Adding to the irony, Western leaders including Trump gloss over the fact that the EU countries continue to import tens of billions of dollars’ worth of liquefied natural gas, fertilizers, metals, chemicals and even nuclear materials from Russia. Aren’t those revenues flowing into the same Russian coffers?

Trump has also denounced India for exporting refined products made from Russian crude to Europe, a refrain that may sound forceful but falls short on logic and overlooks the intricacies of global fuel trade. Indian refiners are well within their rights to sell to any overseas buyers. If Europe wants to avoid Russian-origin molecules, the onus is on European buyers to devise ways to verify and enforce that — assuming it is technically and practically feasible.

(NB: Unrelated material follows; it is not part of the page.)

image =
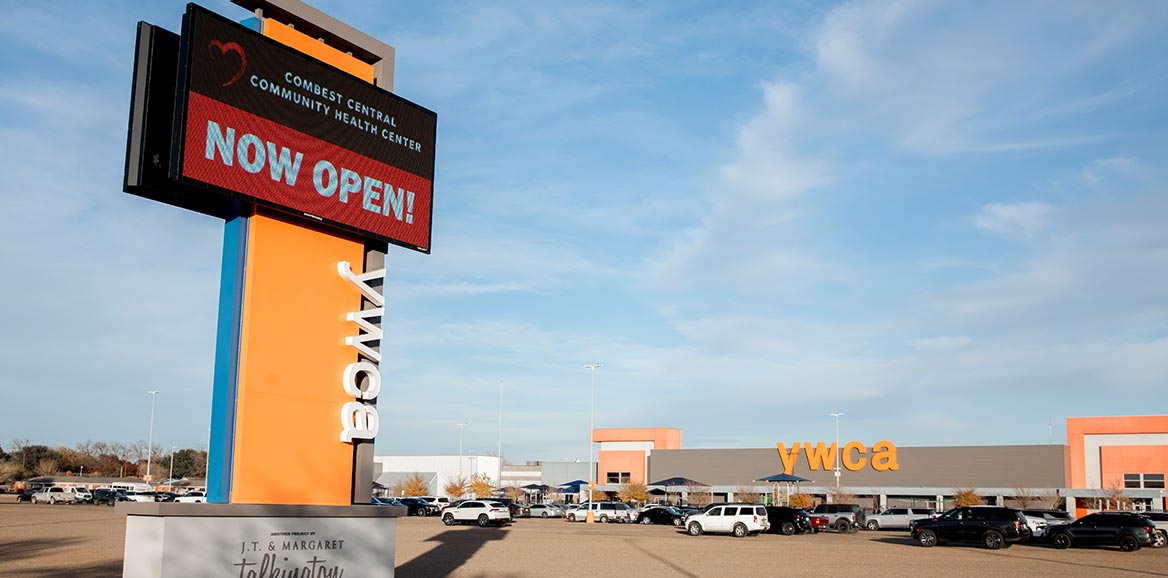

The U.S. president’s claim that India sells Russian oil “on the open market for big profits” is also baseless. India does not resell Russian crude; assuming he meant refined products, it is true that discounted Russian crude lowers feedstock costs, but Indian refiners’ margins remain well below those of U.S. Gulf Coast peers. Most of India’s fuel is consumed domestically. Its overall refined product exports only crept up from around 1.28 million bpd in the fiscal year ended March 2022 to 1.33 million bpd in the year ended March 2025, according to official data.

So, what explains Trump’s outburst against India? It may have more to do with New Delhi’s unwillingness to compromise on core issues — especially in the agriculture sector– during failed bilateral trade negotiations.

Now that the tariffs are official, the risk of escalation and broader oil market disruption is very real.

With a meeting with Putin on the cards, Trump must channel his efforts into brokering a diplomatic solution to the Ukraine crisis—without turning India or other nations into pawns in a dangerous game of energy brinkmanship.